Could Woke have come into existence without Long March of radical Boomers through the institutions, or without Liberal-Left Boomers capturing much of the culture industry?

Of course, revolutions eat their own. And now it is Boomers themselves who must be denounced by these new radicals, the very radicals the Boomers enabled.

It's less extreme (so far), but are there not echoes of Stalin's purge of the Old Bolsheviks here, or Mao's purge of the Old Guard, the Old Guard who had brought him to power but now had become all too comfortable in the institutions they created for themselves?

dreams said...

"Gee, have the last 55 years really been a disaster? Boomers helped get rid of LBJ, honest-to-god racism, sexism & other actual discrimination, created the tech revolution, reduced air & water pollution, suffered through and then killed off (for about 35 years at least) inflation, led a revolution in sexual relations, and questioned authority. The world has far more people living far better lives with far fewer wars and famines than 50 years ago."

The Vietnam War was the undoing of LBJ.

dreams said...

Agree or disagree, but I'm on record here at Althouse of stating multiple times my characterization of the Boomer generation as the sorriest generation. It remains an apt description.

Michelle Dulak Thomson said...

Lucid-Ideas,

Howard talks about brainwashing.

Actually, Howard talked about "brainwarshing." No doubt some subtle difference is involved.

Pssst, Howard, the word is "verklemmt," and it isn't capitalized, not being a noun.

Readering, if Camille Paglia is the "very out lesbian" on your list, I think you're wrong; Paglia has always claimed to be bisexual, and I see no reason not to believe what she says about herself.

Michelle Dulak Thomson said...

Anent "verklemmt," just did what I should've done in the first place and checked the dictionary meaning, which these days is rendered "prudish" or "uptight." I had always understood it as "stifled, suffocated" which is something like the above, but in practice very different.

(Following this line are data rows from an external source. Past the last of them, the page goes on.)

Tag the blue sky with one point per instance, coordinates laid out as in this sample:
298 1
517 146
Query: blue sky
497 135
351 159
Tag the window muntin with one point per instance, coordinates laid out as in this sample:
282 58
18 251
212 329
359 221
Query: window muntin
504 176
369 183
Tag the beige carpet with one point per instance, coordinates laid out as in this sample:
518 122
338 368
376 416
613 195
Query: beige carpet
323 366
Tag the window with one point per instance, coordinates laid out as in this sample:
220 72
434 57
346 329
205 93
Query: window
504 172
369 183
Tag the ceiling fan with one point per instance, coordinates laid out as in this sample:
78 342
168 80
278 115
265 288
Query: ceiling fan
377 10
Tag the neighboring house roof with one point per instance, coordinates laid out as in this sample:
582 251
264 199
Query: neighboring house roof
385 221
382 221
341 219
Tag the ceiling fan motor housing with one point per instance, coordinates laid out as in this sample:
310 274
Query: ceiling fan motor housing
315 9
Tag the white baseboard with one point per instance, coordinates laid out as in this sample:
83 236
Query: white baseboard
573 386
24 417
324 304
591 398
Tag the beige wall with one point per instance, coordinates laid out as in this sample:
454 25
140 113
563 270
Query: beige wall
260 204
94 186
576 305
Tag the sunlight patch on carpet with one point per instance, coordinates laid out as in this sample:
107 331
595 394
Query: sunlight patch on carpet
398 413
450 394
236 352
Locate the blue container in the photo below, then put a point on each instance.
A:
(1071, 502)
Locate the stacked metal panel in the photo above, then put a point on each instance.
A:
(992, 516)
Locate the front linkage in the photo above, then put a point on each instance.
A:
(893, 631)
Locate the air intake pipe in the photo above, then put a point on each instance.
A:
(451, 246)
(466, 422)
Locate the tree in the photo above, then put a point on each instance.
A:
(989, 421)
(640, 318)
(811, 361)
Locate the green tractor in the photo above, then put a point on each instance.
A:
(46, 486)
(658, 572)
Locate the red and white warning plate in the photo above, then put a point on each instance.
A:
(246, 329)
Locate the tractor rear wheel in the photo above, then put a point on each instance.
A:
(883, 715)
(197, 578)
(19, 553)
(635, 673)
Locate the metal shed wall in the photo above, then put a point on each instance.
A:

In music, you find it in the middle of the Cavatina of Beethoven's Op. 130 Quartet, where the music suddenly shifts key by a third and the first violin line is reduced to an almost-literal stammering. "Prudish" is not the word for that.

The Crack Emcee said...

wholelottasplainin' said...

"Crack, you are confusing YOUR experiences with those of others.

There's an entire universe out there, with billions of people whose lives have NOT been destroyed by "New Age cults", even though they don't accept them."


Keep talking:

How A Cult Built The O-Rings That Failed On The Space Shuttle Challenger

Josephbleau said...

As the article says, the cult was not responsible for NASA's use of the O rings outside of tested temperature ranges.

Anonymous said...

Gilbar- "That's WHY you should Always carry TWO handkerchiefs"

No. A man cannot live his life catering to women. When you have a handkerchief, a man uses it for the moment. Cover a sneeze. Use as a bandage. Dry a woman's tears.

A woman is a helpmeet, and a blessing to a man. She's not a soldier. She's not a policeman. Lesbians, with a lot of time on their hands call themselves 'women' and fight with God. That's their fight. Ignore them.